Regular life has all but suspended. As events continue to evolve almost hourly, what we don’t know seems to be increasing. The only certainty is indeed the uncertainty of the coronavirus impacts on all parts of our economy and whether another recession could hit. Dow sees worst point loss since 1987 with a huge free-fall in markets on Tuesday, 17th of March. As this crisis evolves, important financial indicators for homeowners include employment rates, real estate agents and buyer’s willingness to attend open houses and whether sellers are interested to sell. Read more to find out how a recession can impact the economy and how to prepare for a recession so that your finances are recession-proof.
Impact on the Economy
Fiscal and monetary policy coordinated responses across countries is being implemented to increase cheap borrowing and cash. In a typical economic shock, demand is generally shocked, and policymakers find it comfortable to deal with it. The coronavirus impacts are resulting in a disruption in supply thereby creating a supply shock simultaneously. The absence of workers producing less out and interruptions to supply chains is adding more fuel to the fire. Economic policy is not able to cure people or reduce the spread of the virus, so instead, it focuses on easing the friction. How far can those policies sustain our industries? U.S. President Donald Trump indicating that the crisis may last until August.
Impact on your property value
High-end properties at times of crisis are not usually a necessity and generally will take more time to sell. Buyers who have funds to invest in high-end real estate often have huge investments in the stock market being exposed to the severe reductions in stock value. During a recession, buyers are looking for their necessities at a competitive price. For property aligned to the average property price, the conflicting factors of potential job cuts (if that takes place) and cheap credit, on the other hand, will need to be played out. As the government provides intervention to soften the reduction in property values, and strong job cuts may dampen the level of confidence thereby impacting property prices.
Impact on your budget
The United States, Europe, Canada and other countries in the world have cut their benchmark interest rates (i.e. cash rates) by substantial proportions to reduce the cost of borrowing, we can expect interest rates to be at record levels. The Council of Financial Regulators (CFR) which includes the Reserve Bank of Australia (RBA) has stated the regulatory response to the economic threat posed by the coronavirus (COVID-19) outbreak.
Impact on your job security & the silver lining?
While there will likely be layoffs, many economists don’t expect them to be widespread, but rather concentrated in certain industries. Jobs in the tourism, hospitality, and travel industries are at the forefront bearing the economic impacts and uncertainty. Other industries like manufacturing with a strong reliance on a supply chain that is being disrupted by the virus may also take a hit. Based on the assumption that employment remains somewhat healthy, we should see the property market hold steady without the need for homeowners to sell their properties in huge proportions as a result of being unable to pay off their debt.
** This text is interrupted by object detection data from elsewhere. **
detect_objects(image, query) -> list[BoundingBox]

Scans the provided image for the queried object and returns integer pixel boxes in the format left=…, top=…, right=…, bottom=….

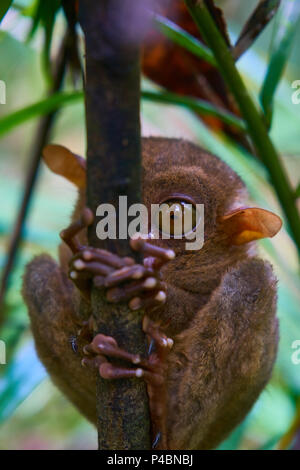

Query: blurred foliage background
left=0, top=0, right=300, bottom=449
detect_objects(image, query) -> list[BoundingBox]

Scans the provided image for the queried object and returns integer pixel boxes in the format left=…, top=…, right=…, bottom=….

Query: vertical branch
left=79, top=0, right=150, bottom=450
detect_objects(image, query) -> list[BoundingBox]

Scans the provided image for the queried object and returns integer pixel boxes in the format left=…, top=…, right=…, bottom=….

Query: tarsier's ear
left=43, top=145, right=86, bottom=188
left=220, top=207, right=282, bottom=245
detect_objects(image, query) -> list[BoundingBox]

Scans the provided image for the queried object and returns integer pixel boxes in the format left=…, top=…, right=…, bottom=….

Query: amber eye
left=155, top=199, right=199, bottom=238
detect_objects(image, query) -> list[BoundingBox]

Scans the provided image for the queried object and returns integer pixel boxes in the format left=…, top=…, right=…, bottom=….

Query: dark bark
left=79, top=0, right=150, bottom=450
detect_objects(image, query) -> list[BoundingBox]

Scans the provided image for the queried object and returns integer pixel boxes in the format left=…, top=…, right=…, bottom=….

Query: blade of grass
left=154, top=14, right=216, bottom=65
left=232, top=0, right=280, bottom=60
left=0, top=91, right=245, bottom=136
left=0, top=0, right=13, bottom=23
left=260, top=0, right=300, bottom=124
left=185, top=0, right=300, bottom=253
left=0, top=92, right=83, bottom=135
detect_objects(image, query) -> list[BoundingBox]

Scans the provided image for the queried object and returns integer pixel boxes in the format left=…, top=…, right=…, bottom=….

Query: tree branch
left=185, top=0, right=300, bottom=252
left=79, top=0, right=150, bottom=450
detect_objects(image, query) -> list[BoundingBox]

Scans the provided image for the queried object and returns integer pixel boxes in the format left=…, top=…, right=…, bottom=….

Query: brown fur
left=23, top=138, right=278, bottom=449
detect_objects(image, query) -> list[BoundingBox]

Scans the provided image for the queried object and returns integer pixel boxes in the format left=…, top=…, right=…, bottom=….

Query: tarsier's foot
left=82, top=316, right=173, bottom=449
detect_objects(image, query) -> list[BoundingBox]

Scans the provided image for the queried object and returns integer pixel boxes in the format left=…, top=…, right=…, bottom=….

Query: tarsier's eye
left=156, top=199, right=199, bottom=238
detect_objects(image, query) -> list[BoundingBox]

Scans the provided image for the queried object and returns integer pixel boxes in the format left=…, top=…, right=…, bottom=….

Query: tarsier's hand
left=61, top=209, right=175, bottom=445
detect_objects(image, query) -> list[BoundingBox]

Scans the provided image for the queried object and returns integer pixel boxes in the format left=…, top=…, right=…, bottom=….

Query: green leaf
left=28, top=0, right=61, bottom=75
left=142, top=91, right=245, bottom=131
left=260, top=0, right=300, bottom=124
left=0, top=342, right=47, bottom=423
left=154, top=15, right=216, bottom=65
left=0, top=0, right=13, bottom=23
left=0, top=92, right=83, bottom=135
left=233, top=0, right=280, bottom=60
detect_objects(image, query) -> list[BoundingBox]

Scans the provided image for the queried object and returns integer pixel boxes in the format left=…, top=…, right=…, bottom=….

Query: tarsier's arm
left=23, top=141, right=280, bottom=449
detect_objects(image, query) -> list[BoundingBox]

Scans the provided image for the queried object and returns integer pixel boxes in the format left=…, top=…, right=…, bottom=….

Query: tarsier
left=23, top=138, right=281, bottom=449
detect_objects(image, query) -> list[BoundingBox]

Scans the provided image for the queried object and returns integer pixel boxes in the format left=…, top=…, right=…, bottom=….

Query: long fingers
left=60, top=207, right=94, bottom=254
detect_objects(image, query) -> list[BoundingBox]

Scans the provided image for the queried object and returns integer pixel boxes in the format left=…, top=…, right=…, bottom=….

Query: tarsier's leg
left=62, top=209, right=175, bottom=448
left=168, top=259, right=278, bottom=449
Thanks to APRA and other relevant organisations overseeing the banking industry and creating strict credit requirements to obtain housing finance.
Your recession checklist: How to prepare for a recession
As the probability of a recession increases, the best risk mitigation action to take would be reviewing your financial situation.
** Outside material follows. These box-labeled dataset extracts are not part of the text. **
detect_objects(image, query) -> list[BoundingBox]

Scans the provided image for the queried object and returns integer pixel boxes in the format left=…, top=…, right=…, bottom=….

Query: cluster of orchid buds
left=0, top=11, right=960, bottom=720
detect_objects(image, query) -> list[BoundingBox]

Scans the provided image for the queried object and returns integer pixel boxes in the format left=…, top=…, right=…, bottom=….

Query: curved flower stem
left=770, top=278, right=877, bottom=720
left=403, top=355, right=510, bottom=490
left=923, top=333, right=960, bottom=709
1. Review your minimum cash reserve
Reserve is required to cover our rainy days. The necessary amount is generally based on how many months you would like a cash reserve to last if you experience loss of income and unexpected expenses. Loss of income takes place in the form of loss of a job, default of any debtors, change in investment income including rental income and particularly dividends. The primary objective of a cash reserve is to cover cash flow for a temporary period, instead of forever.
Situations in which your cash flow is strong and unlikely to be impacted, you may consider a 6-month window for absolutely worst-case scenarios. However, if cash flow is an area of uncertainty, you may require a healthy level of the reserve to cover a minimum of 12 months or at a point in which you can safely sell your current property at a price larger than the current debt owing.
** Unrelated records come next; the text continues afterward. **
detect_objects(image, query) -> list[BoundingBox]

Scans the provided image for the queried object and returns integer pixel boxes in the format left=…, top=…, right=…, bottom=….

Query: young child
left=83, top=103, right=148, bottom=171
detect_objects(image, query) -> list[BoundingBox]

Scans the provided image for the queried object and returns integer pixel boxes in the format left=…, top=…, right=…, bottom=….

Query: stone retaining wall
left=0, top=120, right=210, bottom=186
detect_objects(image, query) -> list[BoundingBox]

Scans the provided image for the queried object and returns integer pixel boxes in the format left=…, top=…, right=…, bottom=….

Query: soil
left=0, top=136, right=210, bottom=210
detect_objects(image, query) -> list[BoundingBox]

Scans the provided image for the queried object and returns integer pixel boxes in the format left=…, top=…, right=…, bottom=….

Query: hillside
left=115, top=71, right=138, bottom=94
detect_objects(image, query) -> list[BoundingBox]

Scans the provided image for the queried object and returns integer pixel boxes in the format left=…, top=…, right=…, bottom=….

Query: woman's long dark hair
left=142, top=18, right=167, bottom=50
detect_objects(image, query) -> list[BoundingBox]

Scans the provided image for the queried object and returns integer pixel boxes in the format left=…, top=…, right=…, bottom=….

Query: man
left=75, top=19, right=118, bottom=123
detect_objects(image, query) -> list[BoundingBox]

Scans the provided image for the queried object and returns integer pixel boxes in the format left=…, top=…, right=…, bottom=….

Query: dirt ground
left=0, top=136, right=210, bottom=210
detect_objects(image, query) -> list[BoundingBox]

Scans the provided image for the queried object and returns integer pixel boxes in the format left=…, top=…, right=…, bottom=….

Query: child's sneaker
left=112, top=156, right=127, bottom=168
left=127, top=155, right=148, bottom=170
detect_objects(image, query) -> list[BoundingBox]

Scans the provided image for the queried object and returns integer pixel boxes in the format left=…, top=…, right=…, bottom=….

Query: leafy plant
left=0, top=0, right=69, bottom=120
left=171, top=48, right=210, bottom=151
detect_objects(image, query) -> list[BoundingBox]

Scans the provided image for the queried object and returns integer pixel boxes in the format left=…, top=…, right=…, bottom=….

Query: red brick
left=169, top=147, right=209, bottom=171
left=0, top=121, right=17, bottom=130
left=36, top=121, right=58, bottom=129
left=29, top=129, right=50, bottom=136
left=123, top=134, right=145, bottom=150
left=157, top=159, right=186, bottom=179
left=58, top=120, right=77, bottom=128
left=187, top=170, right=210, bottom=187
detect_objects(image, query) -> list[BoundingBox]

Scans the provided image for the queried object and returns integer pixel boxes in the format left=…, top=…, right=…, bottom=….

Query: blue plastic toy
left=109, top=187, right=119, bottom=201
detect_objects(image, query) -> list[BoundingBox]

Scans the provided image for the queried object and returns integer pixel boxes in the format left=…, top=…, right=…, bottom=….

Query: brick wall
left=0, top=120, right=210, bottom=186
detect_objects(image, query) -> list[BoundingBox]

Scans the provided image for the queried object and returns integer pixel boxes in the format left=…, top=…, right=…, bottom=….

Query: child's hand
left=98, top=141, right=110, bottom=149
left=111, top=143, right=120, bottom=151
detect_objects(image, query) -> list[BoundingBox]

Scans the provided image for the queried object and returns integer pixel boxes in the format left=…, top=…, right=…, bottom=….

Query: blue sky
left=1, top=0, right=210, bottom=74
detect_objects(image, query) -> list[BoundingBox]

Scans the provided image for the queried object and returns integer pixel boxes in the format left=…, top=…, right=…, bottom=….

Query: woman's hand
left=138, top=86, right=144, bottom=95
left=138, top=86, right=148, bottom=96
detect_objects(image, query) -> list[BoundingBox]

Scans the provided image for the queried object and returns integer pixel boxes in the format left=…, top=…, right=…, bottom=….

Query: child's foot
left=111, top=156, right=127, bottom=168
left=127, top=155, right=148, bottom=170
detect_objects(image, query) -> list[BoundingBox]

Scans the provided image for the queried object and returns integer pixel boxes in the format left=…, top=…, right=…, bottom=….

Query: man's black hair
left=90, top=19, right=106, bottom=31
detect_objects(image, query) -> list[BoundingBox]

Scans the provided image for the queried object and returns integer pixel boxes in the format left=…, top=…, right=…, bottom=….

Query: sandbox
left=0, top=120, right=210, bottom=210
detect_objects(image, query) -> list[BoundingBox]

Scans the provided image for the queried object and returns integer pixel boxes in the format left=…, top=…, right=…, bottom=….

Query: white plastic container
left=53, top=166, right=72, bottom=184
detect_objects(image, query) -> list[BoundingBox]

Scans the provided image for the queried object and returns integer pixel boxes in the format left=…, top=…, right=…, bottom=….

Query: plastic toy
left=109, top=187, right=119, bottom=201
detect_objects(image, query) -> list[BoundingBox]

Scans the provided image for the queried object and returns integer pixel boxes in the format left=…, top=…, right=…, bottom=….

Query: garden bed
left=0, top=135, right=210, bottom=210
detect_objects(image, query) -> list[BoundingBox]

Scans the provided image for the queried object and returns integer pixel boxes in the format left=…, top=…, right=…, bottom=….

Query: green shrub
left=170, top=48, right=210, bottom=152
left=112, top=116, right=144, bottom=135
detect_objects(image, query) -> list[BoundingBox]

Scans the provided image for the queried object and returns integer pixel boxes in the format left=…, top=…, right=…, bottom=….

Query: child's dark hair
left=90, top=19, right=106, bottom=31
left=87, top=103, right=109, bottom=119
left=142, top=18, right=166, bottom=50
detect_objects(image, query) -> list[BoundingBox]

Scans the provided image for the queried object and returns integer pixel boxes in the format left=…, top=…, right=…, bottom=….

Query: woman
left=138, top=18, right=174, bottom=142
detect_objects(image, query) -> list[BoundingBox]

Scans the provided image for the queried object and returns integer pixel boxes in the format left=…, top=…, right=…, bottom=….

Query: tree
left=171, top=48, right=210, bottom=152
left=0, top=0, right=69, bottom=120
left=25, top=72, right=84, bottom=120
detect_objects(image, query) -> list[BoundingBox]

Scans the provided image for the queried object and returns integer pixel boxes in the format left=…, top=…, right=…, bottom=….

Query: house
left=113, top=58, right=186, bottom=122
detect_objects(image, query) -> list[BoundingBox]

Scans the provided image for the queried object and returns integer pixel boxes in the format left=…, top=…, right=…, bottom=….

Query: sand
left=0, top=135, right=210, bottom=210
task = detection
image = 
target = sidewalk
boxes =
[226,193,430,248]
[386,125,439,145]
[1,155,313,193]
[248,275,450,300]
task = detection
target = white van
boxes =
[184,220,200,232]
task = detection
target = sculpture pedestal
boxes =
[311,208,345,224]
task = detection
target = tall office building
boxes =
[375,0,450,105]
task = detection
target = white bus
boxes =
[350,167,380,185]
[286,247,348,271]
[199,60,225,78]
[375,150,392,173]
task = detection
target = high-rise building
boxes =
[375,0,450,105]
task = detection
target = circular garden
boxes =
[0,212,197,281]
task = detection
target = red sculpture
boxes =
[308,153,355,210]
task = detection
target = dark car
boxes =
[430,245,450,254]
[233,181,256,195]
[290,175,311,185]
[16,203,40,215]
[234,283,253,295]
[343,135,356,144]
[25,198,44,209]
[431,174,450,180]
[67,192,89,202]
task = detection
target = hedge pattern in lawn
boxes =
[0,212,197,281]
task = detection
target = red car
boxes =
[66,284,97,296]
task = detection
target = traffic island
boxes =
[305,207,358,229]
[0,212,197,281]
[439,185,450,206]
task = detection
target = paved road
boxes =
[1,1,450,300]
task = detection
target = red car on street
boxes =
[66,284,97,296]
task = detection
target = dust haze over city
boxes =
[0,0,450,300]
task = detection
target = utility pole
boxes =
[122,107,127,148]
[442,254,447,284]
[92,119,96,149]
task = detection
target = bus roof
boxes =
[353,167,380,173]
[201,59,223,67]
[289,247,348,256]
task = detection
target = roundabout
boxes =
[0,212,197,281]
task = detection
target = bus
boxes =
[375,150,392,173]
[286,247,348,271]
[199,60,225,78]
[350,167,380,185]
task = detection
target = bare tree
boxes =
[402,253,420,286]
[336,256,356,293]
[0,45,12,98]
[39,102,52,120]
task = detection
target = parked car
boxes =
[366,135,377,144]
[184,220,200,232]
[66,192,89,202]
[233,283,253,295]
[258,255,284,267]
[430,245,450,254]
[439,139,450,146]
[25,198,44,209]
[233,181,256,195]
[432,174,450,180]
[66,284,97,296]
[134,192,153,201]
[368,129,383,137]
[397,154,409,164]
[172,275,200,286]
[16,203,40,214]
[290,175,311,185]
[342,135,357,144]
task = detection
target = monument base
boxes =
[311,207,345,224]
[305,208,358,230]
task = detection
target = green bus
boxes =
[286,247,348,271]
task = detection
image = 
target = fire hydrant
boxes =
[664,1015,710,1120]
2. Review your current cash flow and budget
Home debt is usually the biggest expense per month. Yes, interest rates are at record low levels with not all banks adopting the rate cute. If Australia does enter into a recession, thousands can be lost in property value and meeting loan repayments could be difficult. The most effective expense reduction is your biggest expense. Competition in the mortgage market is at record levels with enticing refinance offers with the process taking 5-6 business days. Remember, the time in the refinance process will protect you in the future and save you money instantly. Ensure you have a finance professional by your side at this delicate time of huge uncertainty.